Het is al één uur in de nacht als Moreno zich naar zijn slaapkamer begeeft, getormenteerd door de belevenissen van de voorbije 24 uren, die zich almaar in zijn hoofd blijven herhalen. Hij herinnert zich de vraag van zijn kompaan. Natuurlijk herinnert hij zich nog hoeveel dode lichamen ze reeds naar de rivier hebben gebracht. Hij kan zich de levenloze gezichten nog één voor één herinneren. Verbleekte gelaten met die doffe blik in de ogen. Het zijn beelden die voor altijd in zijn geheugen gegrift zullen staan. Maar altijd had hij ermee weten om te gaan. Als het nodig was om de business draaiende te houden, deed Moreno wat gedaan moest worden. Als leider van de bende kon hij zich geen zwakheden veroorloven.
 
Maar deze ochtend veranderde alles. Moreno was bereid om mensen te doden als dat nodig was voor de zaak, maar wat bezielde hem om een onschuldige jonge vrouw te doden, wiens goedheid het mooiste was dat hem ooit was overkomen. Hij beseft dat hij geworden is tot wat hij altijd had hopen te vermijden. Toen hij 13 was, zag Moreno voor de eerste keer hoe zijn broer iemand anders met een kogel afmaakte. Het was een traumatische ervaring, maar het ergste was dat hij dat niet kon laten merken. Het zou een teken van zwakte geweest zijn, iets wat niemand zich in de wijk kan veroorloven. Maar Moreno beloofde zichzelf die dag dat hij nooit zou worden als zijn broer. De harde waarheid is echter dat hij, nauwelijks enkele jaren later, nog erger is dan Jorge.

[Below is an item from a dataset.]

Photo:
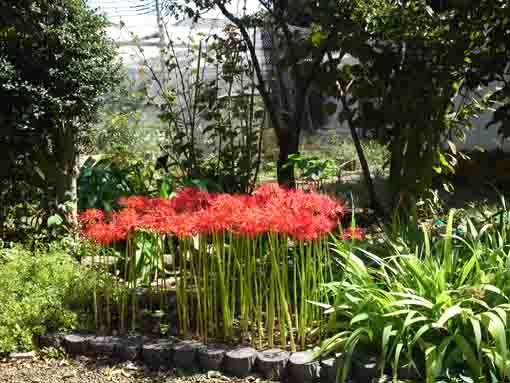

Acht. Acht lichamen heeft hij de voorbije twee jaar naar de rivier gebracht. En het laatste was er eentje teveel. Misschien maakt hij zichzelf iets wijs, maar Moreno is ervan overtuigd dat Mariela zijn leven had kunnen veranderen. Zij was het goede voorbeeld waar hij zo lang naar had gezocht. Als iemand hem zou voordoen hoe het is om een goed mens te zijn, zou het allemaal vanzelf gaan. Zo had hij het altijd voor zichzelf uitgemaakt. Maar samen met het lichaam van zijn reddende engel, was nu ook zijn hoop op een beter leven verdronken.
 
Vooraleer de slaap langzaam zijn intrede doet, bedenkt Moreno dat vanavond niet de laatste keer zal geweest zijn dat hij naar de rivier moet gaan. En even zeker is dat het ooit zijn lichaam zal zijn dat in de monding zal wegdrijven. Enkel het tijdstip dient nog te worden ingevuld. Als na het vele woelen uiteindelijk de vermoeidheid overwint, nemen Moreno's dromen hem mee naar de heuvel, alwaar hij zich ziet voetballen met zijn vrienden van weleer. Hij voelt de wind doorheen zijn haren strijken, de zon die zachtjes brandt, de onschuld die hem omringt. Hoe roept naar Philippe om hem de bal toe te spelen. Als hij de bal nader ziet komen, merkt hij dat het geen gewone voetbal is. Het is... Het is het hoofd van Mariela!